In courtroom cases involving gay-bashings and murders of LGBT individuals, defense attorneys often trot out “gay panic” or “trans panic” to justify their clients’ actions.
The typical scenario goes something like this: allegedly straight dude is at a bar, gay guy flirts with him, allegedly straight guy meets the gay guy in a parking lot and roughs him up, sometimes severely. Sometimes fatally.
It’s an appalling defense strategy that gives a big thumbs-up to bigotry and shifts blame to the victim. It has often overshadowed other motives that a criminal had for assaulting or killing an LGBT person, including drugs, money, or sex.
In fact, “gay panic” is so appalling that it’s been outlawed as a defense in California. If the American Bar Association has its way, “gay panic” will be outlawed in other places, too, just as “gay cure” torture is being prohibited state by state.
However, that hasn’t deterred Volkswagen from using a similar, “diesel panic” defense to justify equipping more than 11 million vehicles with software capable of cheating on emissions tests. In a statement issued yesterday about the Dieselgate investigation, the automaker said:
The information that has been screened to date has largely explained the origin and development of the nitrogen oxide issue. It proves not to have been a one-time error, but rather a chain of errors that were allowed to happen. The starting point was a strategic decision to launch a large-scale promotion of diesel vehicles in the United States in 2005. Initially, it proved impossible to have the EA 189 engine meet by legal means the stricter nitrogen oxide requirements in the United States within the required timeframe and budget. This led to the incorporation of software that adjusted nitrogen oxide emission levels according to whether vehicles were on the road or being tested. Later, when an effective technical process was available to reduce NOx emissions, it was not employed to the full extent possible. On the contrary, the software in question allowed the exhaust gas treatment additive “AdBlue” to be injected in variable amounts such that the NOx values were particularly low when vehicles were in the test bay, but significantly higher when vehicles were on the road. [emphasis ours]
There are at least two ways of reading that.
You could say that Volkswagen is simply trying to identify the start of the problem.

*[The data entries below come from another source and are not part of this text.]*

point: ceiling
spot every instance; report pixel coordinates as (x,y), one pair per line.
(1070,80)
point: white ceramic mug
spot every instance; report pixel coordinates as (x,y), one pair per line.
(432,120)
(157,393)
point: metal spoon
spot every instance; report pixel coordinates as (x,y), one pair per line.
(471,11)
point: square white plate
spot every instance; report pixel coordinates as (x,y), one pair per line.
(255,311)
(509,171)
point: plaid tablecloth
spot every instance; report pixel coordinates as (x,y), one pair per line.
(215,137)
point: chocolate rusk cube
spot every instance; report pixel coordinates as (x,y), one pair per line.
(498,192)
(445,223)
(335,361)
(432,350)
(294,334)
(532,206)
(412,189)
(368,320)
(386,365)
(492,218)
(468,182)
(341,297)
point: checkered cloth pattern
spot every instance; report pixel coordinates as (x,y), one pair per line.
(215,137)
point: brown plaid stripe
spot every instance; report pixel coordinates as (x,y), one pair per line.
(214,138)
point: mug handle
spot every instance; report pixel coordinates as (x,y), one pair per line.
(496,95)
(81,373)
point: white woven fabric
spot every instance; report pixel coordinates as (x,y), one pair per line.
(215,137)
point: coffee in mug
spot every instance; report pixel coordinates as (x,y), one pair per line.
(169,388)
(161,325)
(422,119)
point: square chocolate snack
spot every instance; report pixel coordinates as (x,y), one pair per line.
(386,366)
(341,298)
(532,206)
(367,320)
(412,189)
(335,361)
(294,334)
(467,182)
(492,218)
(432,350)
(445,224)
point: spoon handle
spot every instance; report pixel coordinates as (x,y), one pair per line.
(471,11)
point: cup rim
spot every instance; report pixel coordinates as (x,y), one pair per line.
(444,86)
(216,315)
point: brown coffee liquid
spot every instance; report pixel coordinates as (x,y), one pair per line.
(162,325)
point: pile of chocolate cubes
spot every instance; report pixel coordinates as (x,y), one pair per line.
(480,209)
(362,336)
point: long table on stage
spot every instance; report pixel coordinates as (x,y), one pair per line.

And that very well may be the company’s intention.
But it seems more accurate to say that Volkswagen is trying to justify its engineers’ development of illegal software. Note that Volkswagen doesn’t call what those people did “wrongdoing” or “breaking the law”, but rather an “issue” and an “error”. In fact, in this retelling of the tale, there’s no real admission of guilt on Volkswagen’s part.
True, Volkswagen board chair Hans Dieter Pötsch goes on to say that “No business transaction justifies overstepping legal and ethical bounds”. But a couple of paragraphs later, the company bemoans the fact that EPA regulations are too strict to allow the automaker to use the same diesel fix in the U.S. as it’s done elsewhere:
Due to far stricter nitrogen oxide limits in the United States, it is a greater technical challenge to retrofit the vehicles such that all applicable emissions limits can be met with one and the same emissions strategy. To this end, Volkswagen is cooperating closely with the United States Environmental Protection Agency (EPA) and the California Air Resources Board (CARB). The solution designed for North America will be presented as soon as it has been approved by the responsible authorities.
The use of the word “far” in that first sentence says volumes.
Volkswagen may have admitted guilt, but it’s shifted the blame for its actions to the U.S. Instead of saying, “We screwed up, we got greedy”, Volkswagen claims that it suffered from “diesel panic”: a temporary insanity, a momentary freak-out caused by an unwelcome proposition.
Now VW is saying that there are far fewer cars affected by the bogus software. Quite frankly, if VW said the sun rose in the east, I would have a hard time believing them.
Actually, that “fewer cars” statement only applies to the 800,000 vehicles the company had identified with higher than expected CO2 emissions. VW says it re-tested and found that only around 30,000 suffer from the problem, and it’s not software related.
The software issue still stands, so far as I know. It affects 11 million 2.0-liter and smaller engine vehicles affected worldwide, plus around 85,000 vehicles with 3.0-liter engines.
But yes, all in all, I think it’s a smart idea to view ANYTHING coming from VW pretty critically right now. That’s not because the company is prone to lie, but because it’s trying to polish its image, which can mean fudging the truth and glossing over details.